8 mai – Le voyage d’un papillon. À peine arrivée à l’aéroport d’Orly, mon portable sonne. C’est Étienne Coquet, coordinateur du CFA de Douai. L’enregistrement de ma valise, un café, une poignée de main aux vingt-cinq apprentis 1ère année et aux quatre encadrants de Douai, et déjà nous nous sommes installés dans l’avion.
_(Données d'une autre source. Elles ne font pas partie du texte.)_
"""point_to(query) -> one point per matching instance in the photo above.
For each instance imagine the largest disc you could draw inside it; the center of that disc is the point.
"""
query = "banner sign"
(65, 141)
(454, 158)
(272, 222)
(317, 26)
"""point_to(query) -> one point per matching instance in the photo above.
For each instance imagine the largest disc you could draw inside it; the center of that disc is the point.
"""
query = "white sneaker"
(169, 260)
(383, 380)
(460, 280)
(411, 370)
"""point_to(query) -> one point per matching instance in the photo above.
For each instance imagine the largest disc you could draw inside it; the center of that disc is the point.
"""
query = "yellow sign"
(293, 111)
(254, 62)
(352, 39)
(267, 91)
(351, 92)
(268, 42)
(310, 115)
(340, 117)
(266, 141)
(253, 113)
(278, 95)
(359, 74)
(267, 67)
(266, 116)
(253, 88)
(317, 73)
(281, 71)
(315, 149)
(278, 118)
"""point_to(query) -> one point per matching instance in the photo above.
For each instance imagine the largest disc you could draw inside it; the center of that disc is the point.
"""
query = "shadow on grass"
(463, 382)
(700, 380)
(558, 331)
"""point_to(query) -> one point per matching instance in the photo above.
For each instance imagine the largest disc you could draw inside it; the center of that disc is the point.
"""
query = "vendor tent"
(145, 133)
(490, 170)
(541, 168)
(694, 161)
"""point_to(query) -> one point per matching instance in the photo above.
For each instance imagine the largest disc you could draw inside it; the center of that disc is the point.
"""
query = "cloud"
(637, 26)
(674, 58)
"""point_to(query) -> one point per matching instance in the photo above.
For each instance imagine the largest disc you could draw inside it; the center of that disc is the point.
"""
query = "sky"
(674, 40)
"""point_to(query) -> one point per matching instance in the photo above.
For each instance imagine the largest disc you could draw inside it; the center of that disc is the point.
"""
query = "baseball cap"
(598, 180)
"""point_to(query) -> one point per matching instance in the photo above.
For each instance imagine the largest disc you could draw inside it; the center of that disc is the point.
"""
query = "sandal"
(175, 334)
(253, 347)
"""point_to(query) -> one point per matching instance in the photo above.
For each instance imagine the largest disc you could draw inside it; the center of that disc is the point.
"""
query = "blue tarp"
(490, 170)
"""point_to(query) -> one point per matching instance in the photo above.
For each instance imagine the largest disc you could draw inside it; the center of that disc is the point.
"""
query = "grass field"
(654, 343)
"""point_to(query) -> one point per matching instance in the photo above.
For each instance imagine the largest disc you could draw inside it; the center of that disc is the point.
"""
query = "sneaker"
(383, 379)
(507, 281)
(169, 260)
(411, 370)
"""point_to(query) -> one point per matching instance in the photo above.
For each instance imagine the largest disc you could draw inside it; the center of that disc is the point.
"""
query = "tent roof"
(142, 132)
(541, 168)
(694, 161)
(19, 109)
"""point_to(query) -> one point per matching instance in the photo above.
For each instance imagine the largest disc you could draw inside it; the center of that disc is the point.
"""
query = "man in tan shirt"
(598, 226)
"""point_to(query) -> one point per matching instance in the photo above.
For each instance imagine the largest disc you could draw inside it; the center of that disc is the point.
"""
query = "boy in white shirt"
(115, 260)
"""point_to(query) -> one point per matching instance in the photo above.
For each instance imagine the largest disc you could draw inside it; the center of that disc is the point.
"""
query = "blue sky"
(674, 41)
Après avoir parcouru la presse, je glisse mes oreilles dans des écouteurs et pianote sur mon écran à la découverte des propositions de jeux d’Air France… J’expérimente un programme de relaxation, idéal pour bien vivre le vol. Relaxante aussi la vue sur la France, véritable damier de couleurs, jaunes les champs de colza, vertes les prairies, fourmis les autos… Et, à plus de 10 000 mètres d’altitude, rien que du bleu, celui de la mer, puis celui du ciel, et le blanc cotonneux des nuages luisant de soleil. Michel Foiche, enseignant vient me tenir compagnie. « Je préfère dire que je suis formateur, me dit-il, je considère les apprentis non comme des élèves mais comme de futurs collègues. » L’homme, passionné d’entomologie, me fait plonger dans le monde des insectes. « C’est magnifique la naissance d’un papillon. Sous l’enveloppe translucide, on devine les ailes repliées. Celles-ci s’ouvrent peu à peu jusqu’à ce que le sang arrive, cela peut durer une demi-journée. Puis je peux prendre le papillon dans mes mains, pendant deux heures, il ne bougera pas et j’attends juste qu’il s’envole… » Intarissable, Michel me parle aussi des coléoptères (comme la coccinelle) et des hyménoptères, insectes piqueurs. Et soudain, il me demande : « Vous avez prévu une prise anti-moustiques pour votre séjour ? Car la Guadeloupe regorge de Aedes agepti qui véhiculent la dengue. »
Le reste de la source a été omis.